Am I missing something elementary? What I have is a brand new VPC setup with Terraform with 3 public subnets and 3 private subnets. The 3 private subnets are each associated with their own route table. Each of these route tables has a route to the EIN of the fck-nat instance. The VPC has a NAT gateway, but the route to the NAT gateway is only present when I swap out the route to the ENI for debugging.

AndrewGuenther commented 1 month ago

Can you confirm with the Reachability Analyzer that your tasks are able to talk to the NAT?

Does the security group attached to your fck-nat instance allow inbound connections from your VPC?

genghis-tuan commented 1 month ago

Thanks for responding so quickly, Andrew. I found the issue. It was not related to anything in this repo. I apologize for wasting your time.

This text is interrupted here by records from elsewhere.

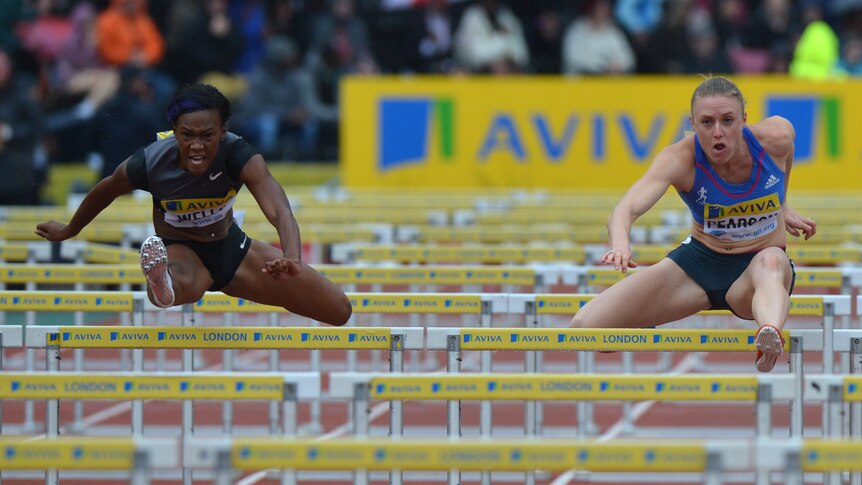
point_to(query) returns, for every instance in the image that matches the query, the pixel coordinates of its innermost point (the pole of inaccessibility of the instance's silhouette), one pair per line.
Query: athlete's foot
(770, 345)
(154, 264)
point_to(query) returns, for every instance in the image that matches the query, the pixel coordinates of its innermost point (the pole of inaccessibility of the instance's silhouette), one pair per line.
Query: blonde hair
(717, 86)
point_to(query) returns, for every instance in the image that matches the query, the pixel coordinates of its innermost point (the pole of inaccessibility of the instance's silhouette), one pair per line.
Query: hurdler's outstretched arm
(96, 200)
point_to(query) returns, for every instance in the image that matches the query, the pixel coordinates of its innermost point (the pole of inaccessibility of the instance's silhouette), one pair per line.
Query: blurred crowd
(88, 80)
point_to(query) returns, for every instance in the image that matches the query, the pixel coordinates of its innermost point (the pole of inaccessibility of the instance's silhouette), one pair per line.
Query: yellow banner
(219, 302)
(824, 254)
(70, 274)
(611, 339)
(481, 132)
(827, 456)
(101, 253)
(853, 388)
(222, 338)
(108, 386)
(440, 275)
(557, 304)
(415, 303)
(819, 279)
(11, 251)
(565, 387)
(479, 253)
(65, 301)
(78, 453)
(521, 455)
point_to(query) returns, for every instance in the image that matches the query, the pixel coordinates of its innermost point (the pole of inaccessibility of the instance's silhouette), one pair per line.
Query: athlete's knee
(582, 320)
(338, 313)
(343, 312)
(771, 260)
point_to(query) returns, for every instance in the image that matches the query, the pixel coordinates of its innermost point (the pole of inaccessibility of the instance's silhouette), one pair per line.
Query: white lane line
(688, 363)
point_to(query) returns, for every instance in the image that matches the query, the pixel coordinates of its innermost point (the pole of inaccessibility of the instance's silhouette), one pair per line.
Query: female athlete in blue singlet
(194, 175)
(734, 178)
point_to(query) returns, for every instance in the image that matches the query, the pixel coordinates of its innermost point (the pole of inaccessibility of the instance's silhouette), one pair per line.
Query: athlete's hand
(620, 258)
(797, 224)
(54, 231)
(282, 268)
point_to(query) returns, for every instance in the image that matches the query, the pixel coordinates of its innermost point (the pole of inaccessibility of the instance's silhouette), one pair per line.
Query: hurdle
(137, 456)
(464, 254)
(824, 307)
(54, 386)
(705, 461)
(454, 388)
(394, 339)
(836, 391)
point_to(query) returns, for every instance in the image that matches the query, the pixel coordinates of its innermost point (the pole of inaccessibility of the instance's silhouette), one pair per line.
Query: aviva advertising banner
(560, 132)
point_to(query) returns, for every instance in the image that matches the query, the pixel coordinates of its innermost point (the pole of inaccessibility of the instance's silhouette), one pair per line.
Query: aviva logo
(407, 127)
(817, 120)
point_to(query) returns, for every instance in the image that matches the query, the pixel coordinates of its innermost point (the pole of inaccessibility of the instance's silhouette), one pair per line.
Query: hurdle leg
(714, 466)
(137, 366)
(361, 411)
(763, 428)
(832, 429)
(793, 474)
(30, 365)
(453, 425)
(290, 425)
(273, 367)
(626, 419)
(485, 407)
(52, 411)
(856, 407)
(78, 357)
(227, 366)
(224, 468)
(141, 468)
(796, 405)
(396, 406)
(316, 406)
(188, 405)
(828, 350)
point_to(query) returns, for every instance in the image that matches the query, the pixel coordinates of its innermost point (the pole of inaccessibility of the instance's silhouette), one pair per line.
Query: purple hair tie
(183, 106)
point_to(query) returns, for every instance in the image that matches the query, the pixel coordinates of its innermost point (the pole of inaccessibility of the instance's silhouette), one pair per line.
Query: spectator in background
(128, 35)
(340, 39)
(851, 57)
(79, 71)
(773, 22)
(667, 47)
(249, 18)
(545, 38)
(639, 19)
(593, 44)
(489, 39)
(21, 133)
(705, 55)
(281, 113)
(43, 35)
(435, 46)
(207, 44)
(817, 53)
(128, 120)
(287, 18)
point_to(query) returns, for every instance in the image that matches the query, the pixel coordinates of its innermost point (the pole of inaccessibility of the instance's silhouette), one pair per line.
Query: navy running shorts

The issue was that during testing of recovery scenarios, I deleted the fck-nat EC2 instance to allow the ASG to recreate the instance. It appears that the official Terraform does not attach the static Elastic Network Interface to the new instance. Therefore the route in the route table points to an existing EIN, but the EIN is not attached. This was the cause of my issue. I need to find a way for the launch template to attach an existing EIN to a new instance. AWS doesn't seem to allow that. I'm closing this issue.

genghis-tuan commented 1 month ago

Sorry, final comment because I'm an idiot. Just realized the the script here adds the static ENI to the instance via userdata. I'm not sure what's going on in AWS, but pretty certain it is just me doing things wrong. Thank you again.